Elvis Ramos doesn’t sleep well. Some nights he dreams that he is permanently separated from his children, who are seven, eight and 10-years-old. In other dreams he cannot find the employment he needs to support them, or they become casualties of Mexico’s drug war, which has killed or “disappeared” tens of thousands of people over the past 12 years.

Elvis is one of several thousand mid-Hudson Valley residents [in New York state] whose ability to continue living in the community that long ago became their home is threatened by President Trump’s decision to eliminate a federal program called Deferred Action for Childhood Arrivals. Until late last year, the policy allowed some people who entered the country without authorization as minors to temporarily continue living and working in the United States.

What does Elvis see when he tries to imagine the future? “I don’t know,” he told me in early February through an uncomfortable smile. We were in the Newburgh office of Nobody Leaves Mid-Hudson, a grassroots organization that works in mid-Hudson Valley communities to secure rights for working class people who face discrimination based on the color of their skin. “I’ve had my current job for eight years. It felt like I had some freedom. Now all seven members of my family and I could be sent to Mexico, where the only person I know is my grandmother.”

If he is deported, Elvis assumes that he would have to find work as a farmer, a trade in which he has limited experience and no skills. He fears that if he and his children join his grandmother in the town of Matamoros, Puebla then they could be kidnapped for ransom and killed, as occasionally happens there. “Where would I get money to protect us?” he wonders. If his ex-partner is also forced to leave the United States, then their children may live with her, away from him, in another part of the country. “I don’t like to think about it,” he said.

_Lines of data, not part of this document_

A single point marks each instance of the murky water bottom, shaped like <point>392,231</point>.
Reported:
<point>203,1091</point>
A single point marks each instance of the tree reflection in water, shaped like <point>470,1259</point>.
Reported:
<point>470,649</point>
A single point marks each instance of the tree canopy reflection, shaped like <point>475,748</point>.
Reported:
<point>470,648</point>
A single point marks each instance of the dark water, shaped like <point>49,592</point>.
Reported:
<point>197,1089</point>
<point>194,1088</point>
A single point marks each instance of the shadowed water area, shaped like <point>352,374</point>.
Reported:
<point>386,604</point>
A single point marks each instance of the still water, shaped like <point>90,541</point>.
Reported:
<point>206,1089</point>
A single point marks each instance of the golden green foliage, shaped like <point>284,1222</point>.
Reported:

Elvis’s parents, who are not U.S. citizens, brought his two brothers and him from Tijuana to the City of Newburgh 18 years ago when he was 11-years-old. “My dad used to make cars,” he explained, “but there were no jobs down there anymore.” After graduating from high school Elvis spent a semester studying graphic design at Orange County Community College before deciding to drop out because of the financial burden it placed upon his parents. His lack of official residency meant he had to pay expensive out-of-state tuition and his part-time job did not cover his expenses. In the years that followed he worked as a landscaper, a painter and a driver.

President Trump has suggested that he will not deport non-citizens whom the government previously protected and who are not charged with crimes. But Elvis is not comforted. “We applied to the program, so they have our information,” he said. “Where we live and where we work; they know how to find us. They said they wouldn’t use it to deport us, but everything can change.”

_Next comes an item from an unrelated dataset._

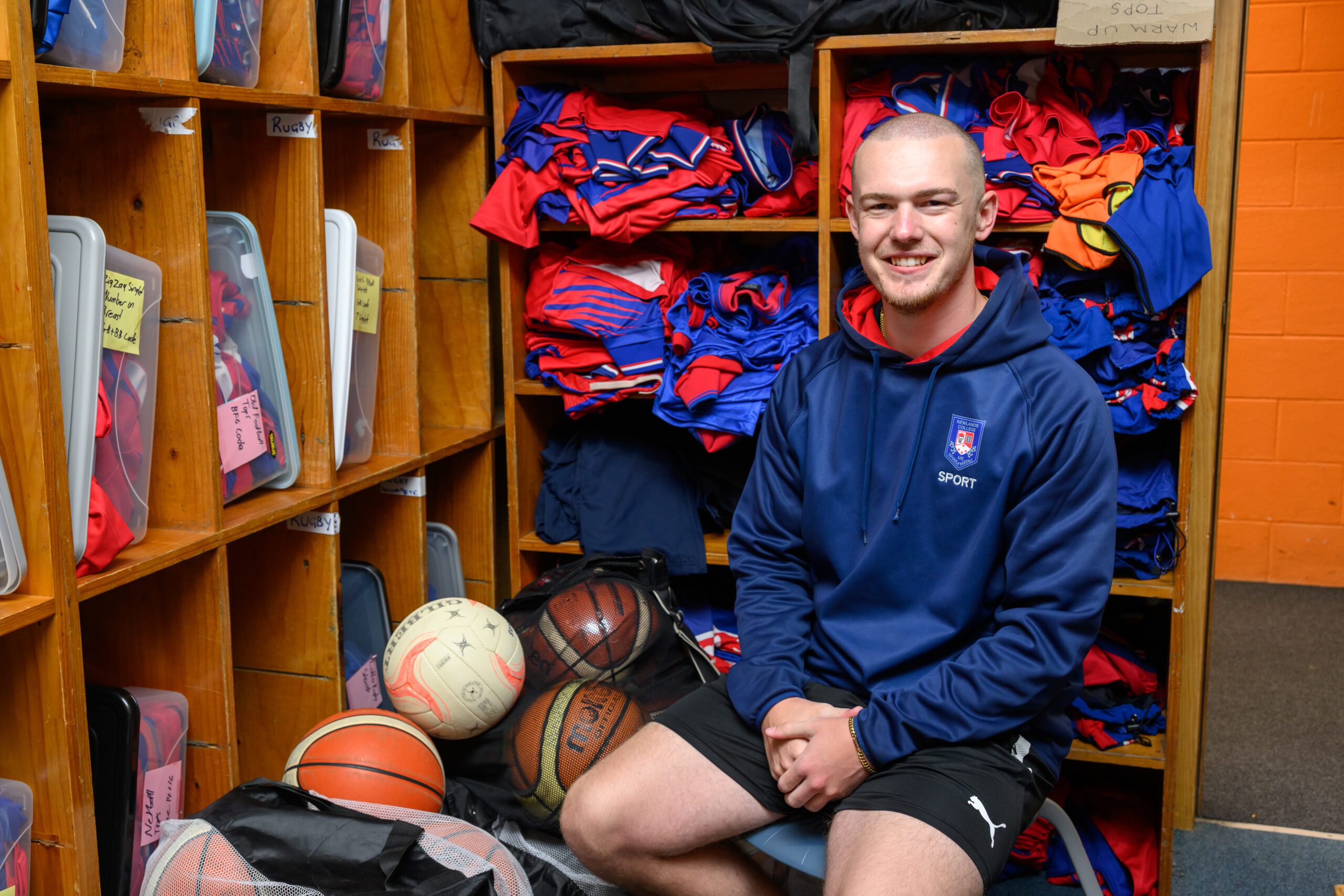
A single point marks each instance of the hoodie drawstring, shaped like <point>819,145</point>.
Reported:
<point>867,455</point>
<point>915,449</point>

I asked him what he thought of the answer some people give when they are asked to explain why the United States should spend scarce public resources tearing apart families and disrupting the lives of peaceful people—that “we are a nation of laws” and “laws must be enforced.”

“I hear that a lot too,” he replied. “Yes, we’re a nation of laws, but we change our laws to meet the needs of justice.”

Near the end of our conversation I asked Elvis if anything gives him relief from the nightmares. After a quiet moment he said, “When people who are not Hispanic reach out and try to help us, when I see them at rallies, it helps me feel less alone.”